A veces vivimos como las plantas o los animales. Aseguramos nuestra
comida y procuramos lograr una buena digestión. Evitamos el sol cuando
nos quema o lo buscamos cuando hace frío. Nos apartamos de las espinas y
acariciamos, con un especial gustillo en la garganta, la piel de un
gato. Guardamos cosas y cosas en el armario y tiramos lo que no nos
gusta a la basura. Nos levantamos con la pena de dejar la cama y nos
acostamos con la inquietud de no haber hecho todo lo que hubiéramos
querido. Hacemos planes para el verano, y en el verano pensamos en lo
que haremos al reiniciar el trabajo o la carrera.
Entre las
prisas y las angustias de todos los días, entre los olores de la cocina y
los gritos de los niños, entre los ruidos de la radio y las imágenes de
la computadora, nos olvidamos de lo esencial: en cada uno brilla algo
divino, algo eterno.
No nacimos para pudrirnos en un despacho, ni
para levantar muros
con filas interminables de ladrillos. No nacimos para planchar las
sábanas ni para vaciar platos de ensalada. Somos, aunque nos duelan las
muelas y nos asuste la oscuridad, una chispa del amor de Dios: somos
espirituales, somos eternos.
Lo esencial no se ve, ni se escucha,
ni se toca. Lo esencial se esconde en cada hombre, en lo más íntimo de
nuestro corazón, y nos permite pensar y amar por encima de lo cotidiano,
de lo banal, de lo superfluo.
Podemos vivir mucho o poco.
Podemos estar en una silla de ruedas o conducir un aeroplano. Podemos
vivir con hijos y nietos o estar solos, en un barrio pobre de una ciudad
miserable. Pero lo esencial sigue allí, escondido, cierto,
indestructible.
A veces lo esencial se asoma cuando un esposo
pide perdón, quizá sin palabras, a su esposa o a algún hijo. O cuando un
niño reparte su bocadillo a un compañero, o le presta su último juego
electrónico. O cuando unos padres deciden no abortar al hijo no
esperado, pero que pide, con su silencio y su pequeñez, un lugarcito en
casa.

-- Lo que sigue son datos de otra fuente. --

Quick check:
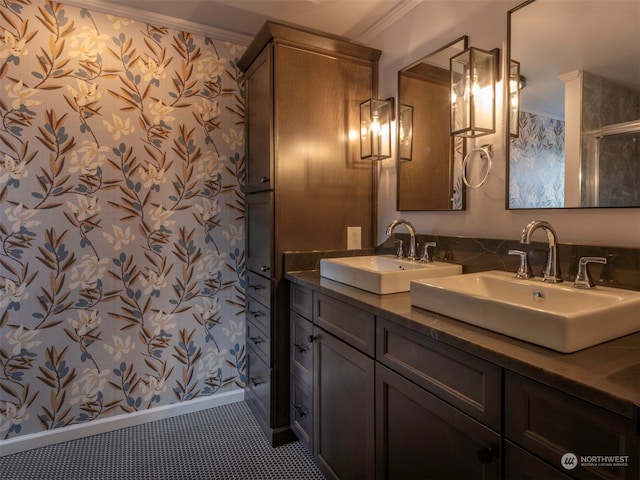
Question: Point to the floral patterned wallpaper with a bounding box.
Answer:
[0,0,245,439]
[509,112,564,208]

O cuando un hijo invierte los mejores años de su vida para cuidar a
su madre que sufre por culpa del Alzheimer. O cuando una chica, con
todo el futuro por delante, decide consagrarse a Dios para trabajar con
los pobres, para enseñar a los niños o para levantar todos los días una
oración invisible al Dios que sí ve lo esencial.
Lo esencial
sigue en pie, todos los días, fuera de las pantallas de la televisión o
de las crónicas de la prensa. No aparece en internet, pero está en los
corazones. No se cotiza en la bolsa, pero permite que vivan y mueran los
que venden y los que compran. No gana guerras, pero vence en los
hospitales en donde son cuidados los heridos, sean amigos o enemigos.
El
mundo sigue su camino. La luna crece y decrece con
regularidad perfecta. El sol nos calienta todas las mañanas, y las nubes
se pasean por el cielo con sus formas caprichosas y sus colores de
tristeza o de esperanza. Lo esencial vive, más allá de las estrellas y
más escondido que los tuétanos, con su libertad misteriosa, profunda,
enamorada.
No se puede comprar el amor, leemos en la Biblia. Lo
esencial tampoco está en venta. Cada uno lo tiene en su corazón. Y puede
hacerlo crecer para el bien del universo, para tu bien y para el mío.